Pour lui, les deux cas de figure s’envisagent ainsi : « Si on n’est pas tous d’accord : tant mieux, je parle à tout le monde. Si on l’est : tant mieux aussi, parce que l’époque manque cruellement de lieux où on peut se parler, se crinquer, se rappeler qu’on peut être plus forts en nombre, que ce qui se passe au théâtre pourrait se répercuter sur la place publique quand viendront les élections. Parce qu’il nous manque cette passion-là. »

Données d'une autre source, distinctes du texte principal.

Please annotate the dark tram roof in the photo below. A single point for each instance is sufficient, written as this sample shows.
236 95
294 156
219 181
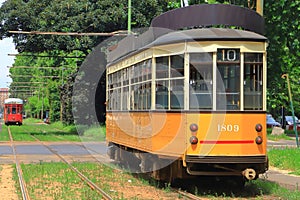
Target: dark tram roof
131 45
207 34
164 28
210 14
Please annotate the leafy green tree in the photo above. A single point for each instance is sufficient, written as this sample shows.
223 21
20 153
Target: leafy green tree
283 30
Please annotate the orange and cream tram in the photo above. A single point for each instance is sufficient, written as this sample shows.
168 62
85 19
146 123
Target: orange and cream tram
13 111
190 101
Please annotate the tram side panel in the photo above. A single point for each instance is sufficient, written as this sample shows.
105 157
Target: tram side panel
158 133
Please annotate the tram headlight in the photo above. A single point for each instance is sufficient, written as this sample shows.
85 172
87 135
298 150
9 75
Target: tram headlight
258 140
258 127
194 127
193 140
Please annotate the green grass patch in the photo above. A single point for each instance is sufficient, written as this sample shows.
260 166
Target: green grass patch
277 137
287 159
4 134
57 181
53 132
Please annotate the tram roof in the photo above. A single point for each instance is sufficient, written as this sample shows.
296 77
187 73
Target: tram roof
131 45
178 25
13 101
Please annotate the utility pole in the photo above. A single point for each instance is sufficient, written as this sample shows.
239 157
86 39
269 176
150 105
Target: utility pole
260 7
129 17
292 107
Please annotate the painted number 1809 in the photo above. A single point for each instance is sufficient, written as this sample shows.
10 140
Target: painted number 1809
228 128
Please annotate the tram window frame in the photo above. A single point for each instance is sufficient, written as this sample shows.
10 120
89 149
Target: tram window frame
253 81
228 90
201 81
172 69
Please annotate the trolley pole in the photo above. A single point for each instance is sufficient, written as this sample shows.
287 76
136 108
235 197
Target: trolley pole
260 7
292 107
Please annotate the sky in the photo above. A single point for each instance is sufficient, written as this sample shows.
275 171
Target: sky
6 47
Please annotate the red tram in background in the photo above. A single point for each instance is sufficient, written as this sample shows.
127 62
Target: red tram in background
13 108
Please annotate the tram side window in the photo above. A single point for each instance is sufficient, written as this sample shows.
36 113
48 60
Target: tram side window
201 66
162 94
170 82
253 81
162 67
228 79
177 66
140 95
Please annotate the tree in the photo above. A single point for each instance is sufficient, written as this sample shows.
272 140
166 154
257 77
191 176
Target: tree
70 16
283 30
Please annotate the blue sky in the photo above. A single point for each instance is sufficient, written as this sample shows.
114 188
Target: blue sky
6 47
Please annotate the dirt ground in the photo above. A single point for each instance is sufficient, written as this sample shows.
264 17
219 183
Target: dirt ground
7 184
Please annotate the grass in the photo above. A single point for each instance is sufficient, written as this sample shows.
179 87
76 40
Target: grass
54 132
277 137
56 181
287 159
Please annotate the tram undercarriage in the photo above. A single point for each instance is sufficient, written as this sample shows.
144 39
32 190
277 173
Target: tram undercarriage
168 169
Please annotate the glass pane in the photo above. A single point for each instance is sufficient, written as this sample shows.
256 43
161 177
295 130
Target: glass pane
177 66
253 81
177 94
125 98
162 94
201 66
228 87
162 67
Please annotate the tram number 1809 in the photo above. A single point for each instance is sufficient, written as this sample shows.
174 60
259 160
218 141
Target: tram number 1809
228 127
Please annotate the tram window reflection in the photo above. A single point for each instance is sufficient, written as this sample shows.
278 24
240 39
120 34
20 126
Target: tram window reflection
253 83
201 66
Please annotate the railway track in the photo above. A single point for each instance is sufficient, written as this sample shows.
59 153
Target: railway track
91 184
180 192
23 188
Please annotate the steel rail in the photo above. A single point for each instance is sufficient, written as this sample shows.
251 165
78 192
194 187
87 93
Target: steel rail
187 194
22 183
81 176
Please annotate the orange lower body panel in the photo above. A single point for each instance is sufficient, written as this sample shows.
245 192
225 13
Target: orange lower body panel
168 133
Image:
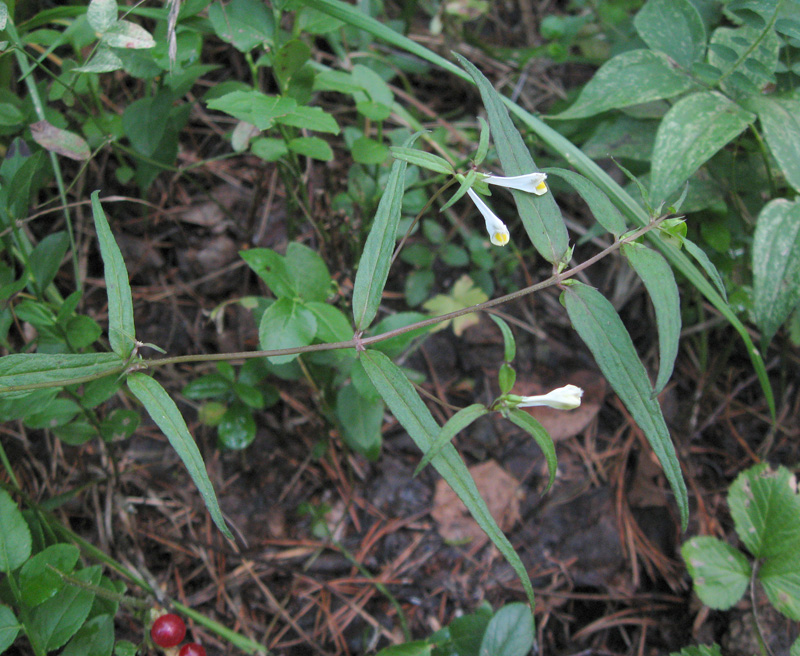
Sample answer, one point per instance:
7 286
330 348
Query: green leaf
373 268
673 27
411 412
527 423
631 78
95 638
58 619
721 573
776 265
540 214
510 632
361 420
454 425
766 511
286 323
603 210
168 418
780 120
423 160
308 272
693 130
121 329
599 326
660 283
15 538
41 369
9 628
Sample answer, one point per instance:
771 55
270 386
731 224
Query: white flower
533 183
563 398
497 230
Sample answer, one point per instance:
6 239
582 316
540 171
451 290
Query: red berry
192 649
168 630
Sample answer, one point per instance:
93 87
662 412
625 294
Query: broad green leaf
168 418
766 511
776 265
510 632
720 572
246 24
9 627
422 159
58 619
286 323
59 141
631 78
660 283
603 210
361 420
540 214
692 131
453 427
15 538
599 326
121 329
40 369
527 423
308 272
413 414
373 268
254 107
95 638
780 120
673 27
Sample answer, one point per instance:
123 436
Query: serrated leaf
673 27
599 326
660 283
168 418
454 425
540 214
121 328
692 131
603 210
631 78
527 423
411 412
776 265
720 572
373 268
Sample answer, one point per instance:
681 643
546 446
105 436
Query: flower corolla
563 398
533 183
498 232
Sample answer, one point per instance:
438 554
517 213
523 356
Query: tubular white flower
533 183
563 398
498 233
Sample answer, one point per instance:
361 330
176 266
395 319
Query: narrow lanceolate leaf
168 418
599 326
631 78
413 414
373 269
780 120
542 437
22 372
603 210
540 214
692 131
660 283
776 265
454 425
121 329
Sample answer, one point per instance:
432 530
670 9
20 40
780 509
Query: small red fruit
168 630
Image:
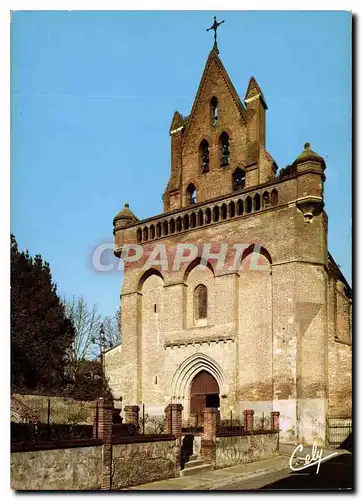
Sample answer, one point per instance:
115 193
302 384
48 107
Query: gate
338 429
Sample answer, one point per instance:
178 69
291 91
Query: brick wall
232 450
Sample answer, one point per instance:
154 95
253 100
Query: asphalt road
334 474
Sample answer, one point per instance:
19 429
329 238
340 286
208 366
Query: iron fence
338 430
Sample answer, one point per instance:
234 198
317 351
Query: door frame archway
186 372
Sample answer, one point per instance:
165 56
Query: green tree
40 331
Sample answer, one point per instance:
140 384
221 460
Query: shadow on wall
186 450
347 444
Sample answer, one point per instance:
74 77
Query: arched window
204 156
248 205
238 179
201 218
208 216
214 111
231 209
200 302
274 197
224 149
191 194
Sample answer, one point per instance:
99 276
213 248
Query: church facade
230 297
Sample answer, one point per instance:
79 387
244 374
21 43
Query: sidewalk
243 476
219 478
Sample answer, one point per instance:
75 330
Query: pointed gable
254 91
177 121
215 70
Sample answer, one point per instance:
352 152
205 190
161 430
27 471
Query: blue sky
93 95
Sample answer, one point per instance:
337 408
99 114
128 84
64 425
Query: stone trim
203 340
54 445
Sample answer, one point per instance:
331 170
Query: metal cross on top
215 27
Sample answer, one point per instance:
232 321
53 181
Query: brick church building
271 332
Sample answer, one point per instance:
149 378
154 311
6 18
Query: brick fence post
173 425
193 420
105 423
249 420
208 439
131 415
275 420
168 420
176 419
275 425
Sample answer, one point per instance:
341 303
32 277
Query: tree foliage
40 332
87 322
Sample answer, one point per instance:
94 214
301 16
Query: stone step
193 463
196 470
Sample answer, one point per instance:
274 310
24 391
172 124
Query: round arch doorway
204 393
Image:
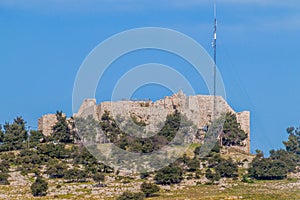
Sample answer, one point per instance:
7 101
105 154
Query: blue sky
43 43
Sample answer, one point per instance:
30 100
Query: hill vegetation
61 158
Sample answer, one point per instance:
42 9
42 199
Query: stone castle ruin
198 108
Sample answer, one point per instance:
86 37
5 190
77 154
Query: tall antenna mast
215 55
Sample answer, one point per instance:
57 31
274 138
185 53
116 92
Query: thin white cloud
133 5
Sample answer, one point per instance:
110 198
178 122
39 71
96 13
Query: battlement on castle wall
197 108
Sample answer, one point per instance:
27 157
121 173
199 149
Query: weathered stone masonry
198 108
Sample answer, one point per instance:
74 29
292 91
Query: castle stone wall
198 108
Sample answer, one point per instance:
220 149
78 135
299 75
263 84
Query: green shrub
39 187
131 196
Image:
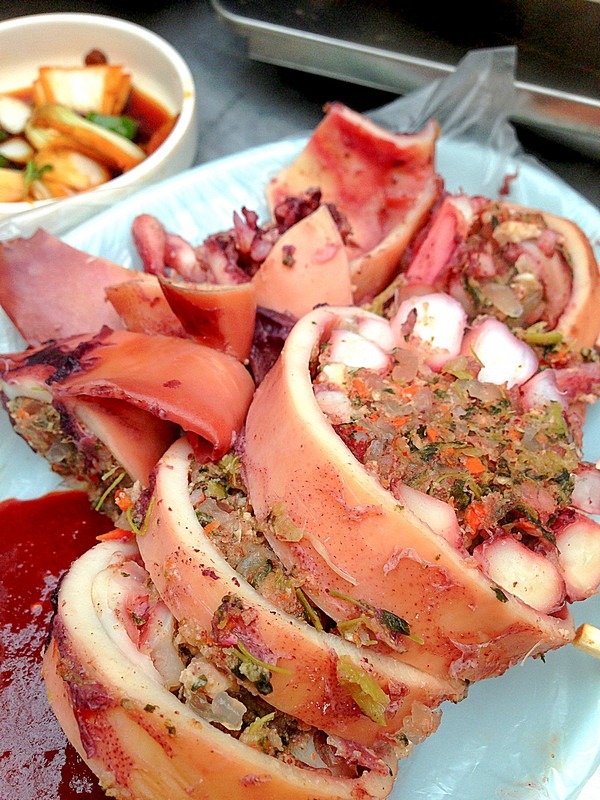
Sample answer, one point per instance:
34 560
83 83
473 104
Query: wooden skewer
587 638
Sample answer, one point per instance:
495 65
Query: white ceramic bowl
157 69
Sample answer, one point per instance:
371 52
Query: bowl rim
186 114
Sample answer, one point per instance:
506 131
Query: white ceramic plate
531 734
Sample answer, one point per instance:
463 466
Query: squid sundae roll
423 480
154 720
212 565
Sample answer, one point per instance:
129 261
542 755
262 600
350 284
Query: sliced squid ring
557 256
133 733
359 541
193 578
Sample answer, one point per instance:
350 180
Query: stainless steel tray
400 46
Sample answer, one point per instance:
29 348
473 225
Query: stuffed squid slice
523 266
211 564
154 721
102 417
417 484
384 211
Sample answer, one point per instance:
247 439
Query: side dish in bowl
88 103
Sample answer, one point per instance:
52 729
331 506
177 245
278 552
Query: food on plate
74 129
209 560
153 720
451 477
103 409
53 291
526 267
304 573
384 184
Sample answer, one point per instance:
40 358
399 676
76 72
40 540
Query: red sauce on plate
38 541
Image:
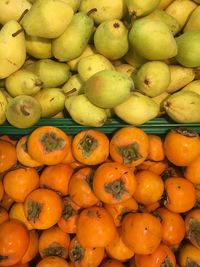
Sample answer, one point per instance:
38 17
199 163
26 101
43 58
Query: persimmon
161 257
173 226
43 208
56 178
90 147
130 146
150 187
114 182
192 223
189 255
32 249
156 151
48 145
117 249
22 154
81 256
52 261
180 194
69 217
20 182
141 232
119 210
3 215
17 212
8 155
181 146
80 188
14 241
95 227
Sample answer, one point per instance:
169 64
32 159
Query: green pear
180 76
152 39
193 23
193 86
133 58
3 104
52 101
51 72
111 39
23 111
138 9
152 78
38 47
181 10
12 9
108 88
47 19
138 109
74 40
23 82
88 51
84 112
90 65
170 21
73 85
104 9
12 48
188 49
183 107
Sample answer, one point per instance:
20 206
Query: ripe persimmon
43 208
141 232
48 145
181 146
56 178
114 182
90 147
130 146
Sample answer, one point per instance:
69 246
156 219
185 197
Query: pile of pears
95 59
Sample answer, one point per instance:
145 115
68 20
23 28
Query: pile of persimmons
130 199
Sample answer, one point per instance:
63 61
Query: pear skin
84 112
47 19
12 48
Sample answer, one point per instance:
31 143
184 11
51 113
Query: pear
138 9
89 50
12 48
3 104
23 111
180 76
108 88
52 101
84 112
183 107
74 40
47 19
138 109
134 58
193 23
51 72
12 9
152 39
104 9
111 39
152 78
38 47
181 10
188 49
90 65
193 86
23 82
73 85
170 21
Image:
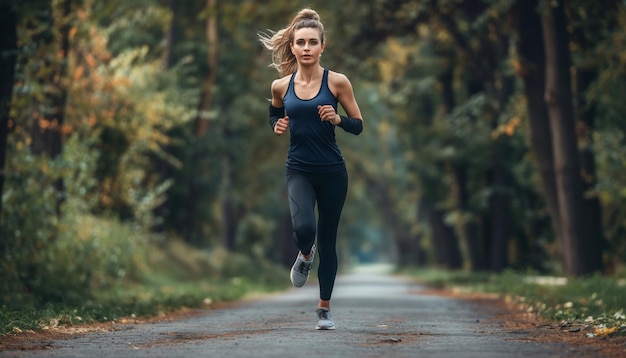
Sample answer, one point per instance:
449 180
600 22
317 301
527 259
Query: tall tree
47 129
532 69
576 237
591 24
8 56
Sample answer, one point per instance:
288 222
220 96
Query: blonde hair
279 42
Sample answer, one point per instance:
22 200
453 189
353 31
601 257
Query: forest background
135 144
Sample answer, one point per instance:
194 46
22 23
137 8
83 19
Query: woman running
304 100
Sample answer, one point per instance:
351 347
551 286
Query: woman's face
307 45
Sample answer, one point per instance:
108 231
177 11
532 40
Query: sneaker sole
324 328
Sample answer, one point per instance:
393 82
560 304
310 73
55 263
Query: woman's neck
310 74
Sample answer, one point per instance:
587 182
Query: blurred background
135 142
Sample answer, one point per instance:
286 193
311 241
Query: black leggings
328 190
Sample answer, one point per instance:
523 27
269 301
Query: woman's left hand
328 113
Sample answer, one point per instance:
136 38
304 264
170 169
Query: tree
8 57
576 239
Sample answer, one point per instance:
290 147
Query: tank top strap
325 79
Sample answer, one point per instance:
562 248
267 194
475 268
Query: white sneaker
325 321
300 269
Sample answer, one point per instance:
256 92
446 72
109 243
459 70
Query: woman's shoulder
338 79
281 84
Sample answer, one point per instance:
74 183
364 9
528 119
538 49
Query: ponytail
279 42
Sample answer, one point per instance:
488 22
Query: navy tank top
312 145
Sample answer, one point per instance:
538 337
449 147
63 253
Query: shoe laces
304 267
322 313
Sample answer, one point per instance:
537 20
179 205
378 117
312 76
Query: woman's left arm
353 122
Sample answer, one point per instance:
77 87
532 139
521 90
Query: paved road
376 316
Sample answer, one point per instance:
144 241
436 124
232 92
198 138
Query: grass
598 302
147 299
176 277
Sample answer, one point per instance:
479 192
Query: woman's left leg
331 195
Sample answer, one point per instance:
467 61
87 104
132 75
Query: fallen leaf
603 331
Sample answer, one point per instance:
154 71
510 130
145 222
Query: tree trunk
475 245
8 56
445 240
500 181
407 248
206 98
532 71
47 129
204 107
559 100
229 206
604 16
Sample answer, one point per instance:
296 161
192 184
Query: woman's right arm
279 121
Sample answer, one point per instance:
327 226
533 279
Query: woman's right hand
282 125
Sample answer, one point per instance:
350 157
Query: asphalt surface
376 315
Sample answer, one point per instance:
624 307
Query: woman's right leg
302 208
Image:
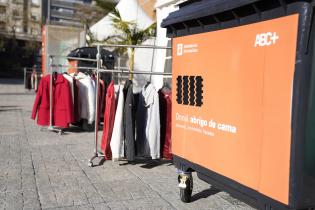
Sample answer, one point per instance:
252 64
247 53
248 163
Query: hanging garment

Son mandat à la barre du Théâtre français du Centre national des arts, à Ottawa, qui s’est vu prolongé jusqu’en 2031, lui fournit par ailleurs de précieuses occasions de diversifier l’auditoire théâtral. « Mes premières années, je travaillais à la direction artistique comme si c’était toujours des spectacles à moi, pas littéralement, mais dans l’idée, dans la pensée. » Puis il a assisté à des productions où la réaction du public, même si elle ne correspondait pas nécessairement à la sienne, était empreinte d’un enthousiasme indéniable. « Et je me suis dit qu’il fallait que je commence à programmer des choses qui ne sont pas juste pour moi. » Ce rôle, maintenant qu’il y baigne à son aise, il l’embrasse pleinement. « C’est un poste qui offre énormément de liberté, qui permet de soutenir le milieu de plusieurs façons. » Un levier « pour aller au bout de mon amour pour ce milieu ».